Caring for the collection

The excellent condition of the collection owes much to ‘Miss Alice’s Rules’ - the housekeeping standards introduced by Alice de Rothschild, Baron Ferdinand’s sister.

Light is the collection’s biggest enemy – fading the textiles, furniture and paintings. Miss Alice installed blinds and covers to limit light exposure and forbade unnecessary handling of objects.  Even King Edward VII was told not to touch the furniture during one of his visits, nor would she raise the blinds to allow him to better see the paintings.

The reverse of this chair cover shows how vibrant the whole piece would have been originally, before light degradation.

Miss Alice’s rules formed the basis for the National Trust’s conservation guidelines.

Today, a team of ten dedicated stewards and conservation cleaners care for the Collection.  The daily cleaning for presentation to visitors is balanced with environmental monitoring and maintenance, such as checking light levels and changing light bulbs. Humidity levels are constantly monitored and controlled using a computerised management system because changes in humidity are damaging to furniture. And the team is responsible for winding the 52 clocks.

Putting the house to bed

From the end of October, the main part of the house is ‘put to bed,’ as it would have been when Baron Ferdinand or Miss Alice went away during the cold months. Small objects are packed away, the furniture is cleaned and covered, and the historic carpets are rolled.  Each piece of porcelain has its own wooden case lined with chamois leather. The rooms are cleaned from ceiling to floor, including the chandeliers, using a conservation vacuum cleaner and a range of brushes. Small objects and porcelain are cleaned in rotation.

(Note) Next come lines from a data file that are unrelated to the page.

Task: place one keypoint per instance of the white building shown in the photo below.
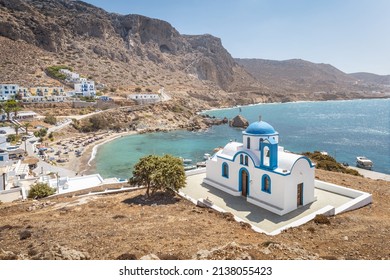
(145, 98)
(85, 88)
(262, 172)
(8, 91)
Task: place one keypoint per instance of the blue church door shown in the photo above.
(244, 182)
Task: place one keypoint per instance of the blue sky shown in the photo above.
(352, 35)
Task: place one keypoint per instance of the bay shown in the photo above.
(344, 129)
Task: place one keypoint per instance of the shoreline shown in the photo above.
(86, 161)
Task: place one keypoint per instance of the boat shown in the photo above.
(364, 162)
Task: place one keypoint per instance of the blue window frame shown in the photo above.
(266, 184)
(225, 170)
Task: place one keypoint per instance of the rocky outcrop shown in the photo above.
(239, 121)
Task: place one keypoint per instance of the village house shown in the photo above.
(262, 171)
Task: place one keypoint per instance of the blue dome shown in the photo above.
(260, 128)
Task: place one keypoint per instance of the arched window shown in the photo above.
(225, 170)
(266, 184)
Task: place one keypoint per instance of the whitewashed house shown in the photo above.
(8, 91)
(262, 172)
(85, 88)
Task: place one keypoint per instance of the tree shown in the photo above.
(26, 126)
(40, 190)
(159, 173)
(50, 119)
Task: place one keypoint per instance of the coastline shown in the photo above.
(87, 158)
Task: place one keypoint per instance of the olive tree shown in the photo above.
(159, 173)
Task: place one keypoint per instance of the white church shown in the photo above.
(262, 172)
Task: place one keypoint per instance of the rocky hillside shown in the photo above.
(121, 51)
(311, 79)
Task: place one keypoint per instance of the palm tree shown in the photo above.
(11, 106)
(26, 126)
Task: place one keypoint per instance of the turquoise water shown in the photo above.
(344, 129)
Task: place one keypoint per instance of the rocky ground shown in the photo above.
(126, 226)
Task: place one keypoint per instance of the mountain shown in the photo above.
(310, 79)
(370, 78)
(121, 51)
(124, 52)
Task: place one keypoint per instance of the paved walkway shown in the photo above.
(260, 218)
(372, 174)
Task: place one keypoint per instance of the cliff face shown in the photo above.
(67, 27)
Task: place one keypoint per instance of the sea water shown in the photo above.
(344, 129)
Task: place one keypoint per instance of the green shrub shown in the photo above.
(40, 190)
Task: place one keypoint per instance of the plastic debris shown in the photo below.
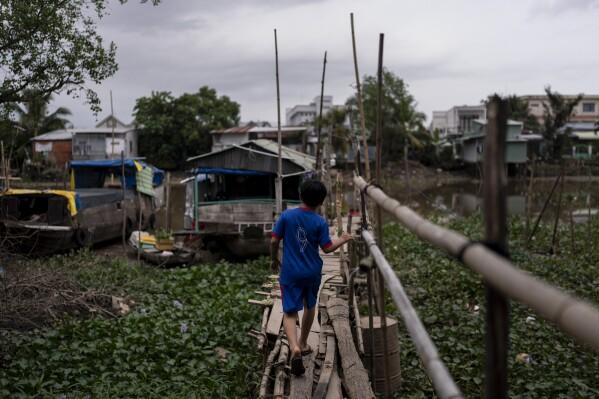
(523, 358)
(183, 328)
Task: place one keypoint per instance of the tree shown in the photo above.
(49, 46)
(558, 111)
(518, 111)
(173, 129)
(403, 125)
(33, 117)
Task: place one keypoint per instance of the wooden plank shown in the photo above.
(276, 318)
(334, 388)
(327, 369)
(354, 374)
(301, 387)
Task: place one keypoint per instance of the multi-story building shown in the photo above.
(587, 109)
(306, 113)
(456, 120)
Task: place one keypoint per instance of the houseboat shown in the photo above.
(103, 195)
(230, 195)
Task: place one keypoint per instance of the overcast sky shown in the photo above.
(449, 52)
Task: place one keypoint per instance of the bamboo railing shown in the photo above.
(575, 317)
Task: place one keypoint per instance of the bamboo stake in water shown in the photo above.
(320, 121)
(279, 185)
(360, 103)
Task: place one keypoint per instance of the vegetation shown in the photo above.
(172, 129)
(518, 111)
(403, 125)
(558, 111)
(450, 301)
(185, 337)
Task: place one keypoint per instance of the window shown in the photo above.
(588, 107)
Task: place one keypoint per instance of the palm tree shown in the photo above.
(558, 111)
(33, 116)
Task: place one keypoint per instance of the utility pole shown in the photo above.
(319, 130)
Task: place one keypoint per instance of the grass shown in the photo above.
(185, 338)
(445, 294)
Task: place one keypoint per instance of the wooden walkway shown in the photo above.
(335, 361)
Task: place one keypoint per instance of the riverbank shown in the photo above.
(543, 362)
(185, 334)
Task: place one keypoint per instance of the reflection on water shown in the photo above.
(580, 200)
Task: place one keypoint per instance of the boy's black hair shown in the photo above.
(313, 193)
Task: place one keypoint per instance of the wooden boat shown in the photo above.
(230, 201)
(49, 221)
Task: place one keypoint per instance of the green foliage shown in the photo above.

From November to January we open a limited number of rooms in the East Wing beautifully decorated for Christmas. The rooms not open to the public are deep cleaned and conserved as part of our ‘putting the house to bed’.

A close-up of a section of the ceiling in the Red Drawing Room showing before and after conservation.

During the winter we also work on major conservation or infrastructure projects and the installation of annual exhibitions.  As spring approaches the rooms are reinstated, ready for another season, and the housekeeping cycle begins all over again.